Kemudian dari hasil KTT Pangan Dunia 1996, ketahanan pangan tercapai apabila setiap individu, kapan pun dan dimana pun dapat memiliki akses secara fisik maupun ekonomi terhadap makanan yang memadai, aman, dan bernutrisi, yang sesuai dengan kebutuhan gizi dan selera mereka, guna menunjang kehidupan yang sehat dan produktif. Untuk mengukur hal tersebut, ditentukan empat indeks utama dalam ketahanan pangan. Pertama dari segi ketersediaan pangan, secara fisik dapat diukur dari ketersediaan total pasokan pangan dalam memenuhi kecukupan kebutuhan seluruh penduduk negara tersebut. Kemudian yang kedua adalah akses ekonomi dan fisik terhadap pangan, ketiga adalah pemanfaatan dari makanan tersebut dimana hal ini diukur dari nilai kebermanfaatan pangan dalam pemenuhan nutrisi dan kebutuhan gizi penduduk suatu negara. Kemudian indeks ketahanan pangan terakhir adalah stabilitas dari aspek ketersediaan pangan, keterjangkauan pangan, dan pemanfaatan pangan dari waktu ke waktu.
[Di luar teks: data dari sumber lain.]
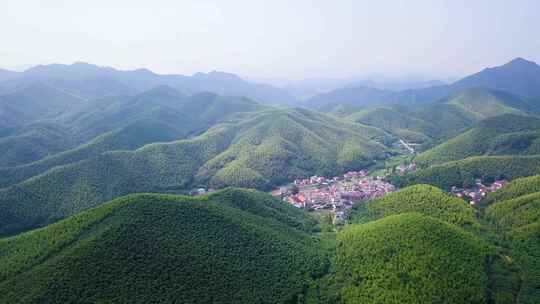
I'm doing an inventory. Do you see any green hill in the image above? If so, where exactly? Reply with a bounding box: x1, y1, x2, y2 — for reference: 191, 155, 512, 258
0, 120, 183, 188
0, 189, 328, 303
347, 107, 436, 143
0, 123, 76, 167
415, 114, 540, 165
0, 109, 386, 234
350, 185, 478, 227
511, 222, 540, 304
482, 175, 540, 206
392, 155, 540, 190
448, 88, 530, 120
336, 213, 489, 304
486, 192, 540, 229
485, 188, 540, 304
0, 87, 265, 188
345, 88, 533, 150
Jika kita mengamati Indeks Ketahanan Pangan Indonesia berdasarkan data Global Food Security Index (GFSI), Indeks Ketahanan Pangan Indonesia di tahun 2022 mendapat nilai sebesar 60,2 naik dibandingkan tahun 2021 sebesar 59,2. Hal ini membuat ketahanan pangan Indonesia berada di peringkat ke-69 dari 113 negara di tahun 2021.
Penilaian terhadap ketahanan pangan ini dilakukan melalui skor yang berkisar dari 0 hingga 100, di mana skor yang lebih tinggi menunjukkan kondisi ketahanan pangan yang lebih baik. Dalam hal keterjangkauan harga pangan, Indonesia memperoleh nilai yang cukup tinggi, yakni 81,4. Skor ini menunjukkan bahwa harga pangan di Indonesia relatif lebih terjangkau dibanding negara-negara lain di kawasan Asia Pasifik yang rata-ratanya hanya 73,4. Namun, Indonesia masih menghadapi tantangan besar pada aspek lain. Dari segi ketersediaan pangan, skor Indonesia hanya 50,9. Sementara itu, kualitas gizi memperoleh nilai 56,2, dan aspek keberlanjutan serta kemampuan adaptasi mencatat skor terendah, yaitu 46,3. Ketiga indikator ini menunjukkan bahwa ketahanan pangan Indonesia berada di bawah rata-rata kawasan Asia Pasifik. Skor yang rendah di beberapa indikator utama menjadi catatan penting dalam upaya memperkuat sistem pangan nasional yang berkelanjutan dan inklusif.
Dalam menjaga dan meningkatkan ketahanan pangan di Indonesia kita perlu memperhatikan beberapa sektor untuk dikembangkan kembali. Salah satunya adalah sektor sumber daya alam di wilayah kelautan yang dimiliki Indonesia. Dimana sebagai negara kepulauan, Indonesia memiliki sekitar 2/3 wilayahnya berupa lautan, dari luasnya wilayah kelautan Indonesia menyimpan potensi sumber daya alam yang besar yang terkandung di dalamnya. Jika Indonesia mampu mengolah dan membuat sistem yang terorganisir (nelayan, regulasi, pasar, harga, dsb); hal ini mampu meningkatkan aspek pemanfaatan makanan dikarena kualitas ikan laut yang memiliki gizi dan nutrisi yang tinggi untuk tumbuh kembang anak.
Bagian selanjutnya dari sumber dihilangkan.